From x = 1 to x = 2, the area is below the x-axis
$\displaystyle A = \int_0^1 1-x^2 \, dx - \int_1^2 1-x^2 \, dx$
try again ...
Thanks skeeter ,
how do I know when it is above the x axis or below the x axis when I look at the equation any advice would be greatly appreciated ,as I don't really know when to apply that rule.
cheers
$1-x^2=0\Longrightarrow x=\pm 1$
This tells you when it touches the $x$-axis. For a continuous function (like a polynomial), it will never "jump" from positive to negative. It will always go through the $x$-axis. So, at any value $x>1$ you find the sign of $1-x^2$, it will have the same sign for all $x>1$. Same for $-1 <x <1$.
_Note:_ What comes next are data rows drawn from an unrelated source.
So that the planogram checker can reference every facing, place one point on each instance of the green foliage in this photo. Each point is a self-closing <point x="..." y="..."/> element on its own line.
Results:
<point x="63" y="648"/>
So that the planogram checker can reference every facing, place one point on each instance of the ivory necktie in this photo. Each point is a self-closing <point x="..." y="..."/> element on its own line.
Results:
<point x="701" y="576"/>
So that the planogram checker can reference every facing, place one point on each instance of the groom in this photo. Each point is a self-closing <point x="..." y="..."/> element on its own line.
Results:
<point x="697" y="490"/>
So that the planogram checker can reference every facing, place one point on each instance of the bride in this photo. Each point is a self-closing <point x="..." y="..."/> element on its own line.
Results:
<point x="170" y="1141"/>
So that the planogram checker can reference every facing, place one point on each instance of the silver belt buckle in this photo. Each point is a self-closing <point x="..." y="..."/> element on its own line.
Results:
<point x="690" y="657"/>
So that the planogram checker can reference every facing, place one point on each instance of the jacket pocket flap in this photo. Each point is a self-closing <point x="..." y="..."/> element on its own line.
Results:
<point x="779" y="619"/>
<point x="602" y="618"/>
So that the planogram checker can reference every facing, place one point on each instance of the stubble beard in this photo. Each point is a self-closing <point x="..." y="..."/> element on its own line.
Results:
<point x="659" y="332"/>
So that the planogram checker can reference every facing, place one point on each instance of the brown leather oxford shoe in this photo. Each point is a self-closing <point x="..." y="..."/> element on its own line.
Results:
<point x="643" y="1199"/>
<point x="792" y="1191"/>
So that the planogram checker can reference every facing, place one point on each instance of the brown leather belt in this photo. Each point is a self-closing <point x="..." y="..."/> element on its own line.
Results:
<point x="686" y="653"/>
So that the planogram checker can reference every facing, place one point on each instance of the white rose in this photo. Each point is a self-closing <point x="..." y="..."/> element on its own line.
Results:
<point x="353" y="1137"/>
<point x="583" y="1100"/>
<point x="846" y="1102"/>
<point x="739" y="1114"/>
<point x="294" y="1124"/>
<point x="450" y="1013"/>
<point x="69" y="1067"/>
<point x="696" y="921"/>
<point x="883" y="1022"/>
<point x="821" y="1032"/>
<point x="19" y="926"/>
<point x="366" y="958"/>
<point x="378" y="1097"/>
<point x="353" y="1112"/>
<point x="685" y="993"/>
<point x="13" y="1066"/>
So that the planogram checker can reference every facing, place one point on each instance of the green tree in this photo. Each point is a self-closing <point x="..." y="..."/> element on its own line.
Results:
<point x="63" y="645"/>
Have you completed a course in precalculus?
Transformations of basic parent functions and the sketching of their graphs is one of the major topics covered.
I would expect my calculus students to know that the graph of $y=1-x^2$ is an inverted parabola with vertex at (0,1) and zeros at x = -1 and x = 1.
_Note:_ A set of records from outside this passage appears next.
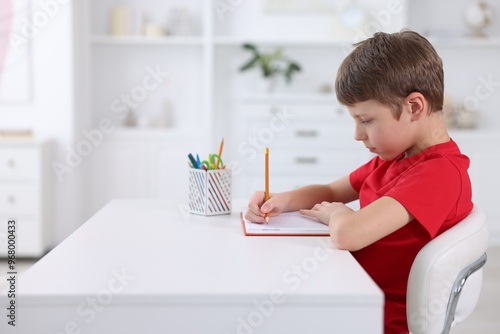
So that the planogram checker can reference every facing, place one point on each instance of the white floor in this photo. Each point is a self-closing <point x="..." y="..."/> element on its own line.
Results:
<point x="484" y="320"/>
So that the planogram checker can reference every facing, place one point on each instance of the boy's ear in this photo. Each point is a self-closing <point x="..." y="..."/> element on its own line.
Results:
<point x="416" y="105"/>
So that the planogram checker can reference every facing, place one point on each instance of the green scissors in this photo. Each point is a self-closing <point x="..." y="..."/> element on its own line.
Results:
<point x="211" y="162"/>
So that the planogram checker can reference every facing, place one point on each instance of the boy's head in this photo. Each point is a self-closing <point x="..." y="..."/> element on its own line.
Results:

thanks guys ,I will study the graphs ,I have done graph sketching and as this course I'm doing goes quite quickly I tend to forget things learnt earlier ...really appreciate the help.
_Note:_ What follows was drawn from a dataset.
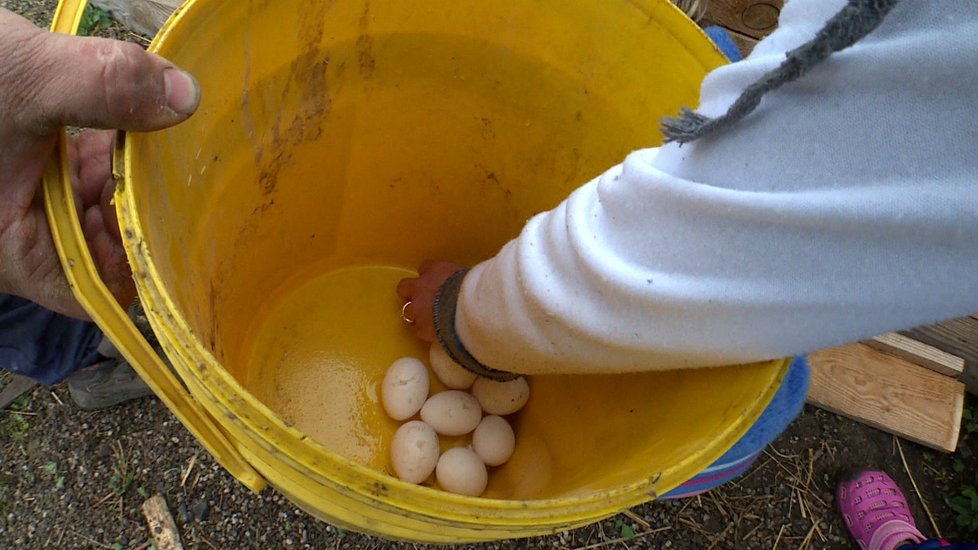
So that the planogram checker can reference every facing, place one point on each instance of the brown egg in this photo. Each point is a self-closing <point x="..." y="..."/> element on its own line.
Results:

I have calculated the answer to be 2 and 2/3 the area under the curve from my calculation was -2 and the area above was 2/3 the answer from the work sheet is 2 ..can u guys tell me what i did wrong or if the worksheet is wrong cheers
Thanks skeeter ,
I did x-x^3/3 - 0-0/3 for the first part being 1 - 1/3 which cam to be 2/3 and the second part 2-8/3-1-1/3 for the second part of the integral being -2
if the answer is 2 I've obviously subbed in the wrong numbers or did something wrong .
$\displaystyle A = \int_0^1 1-x^2 \, dx - \int_1^2 1-x^2 \, dx$
$\bigg[x-\dfrac{x^3}{3}\bigg]_0^1 - \bigg[x - \dfrac{x^3}{3}\bigg]_1^2$
$\bigg[\left(1-\dfrac{1}{3}\right) -0\bigg] - \bigg[\left(2-\dfrac{8}{3}\right) - \left(1-\dfrac{1}{3}\right)\bigg]$
$\bigg[\dfrac{2}{3}\bigg] - \bigg[\left(-\dfrac{2}{3}\right) - \left(\dfrac{2}{3}\right)\bigg]$
$\dfrac{2}{3} - \left(-\dfrac{4}{3}\right) = \dfrac{2}{3} + \dfrac{4}{3} = \dfrac{6}{3} = 2$
my god! i think i truly need to be labelled a retard simple algebra did it to me ...the minus outside the brackets and multiplying to make a positive was my mistake ...thanks again skeeter ,you are the true math master of all math ..
cheers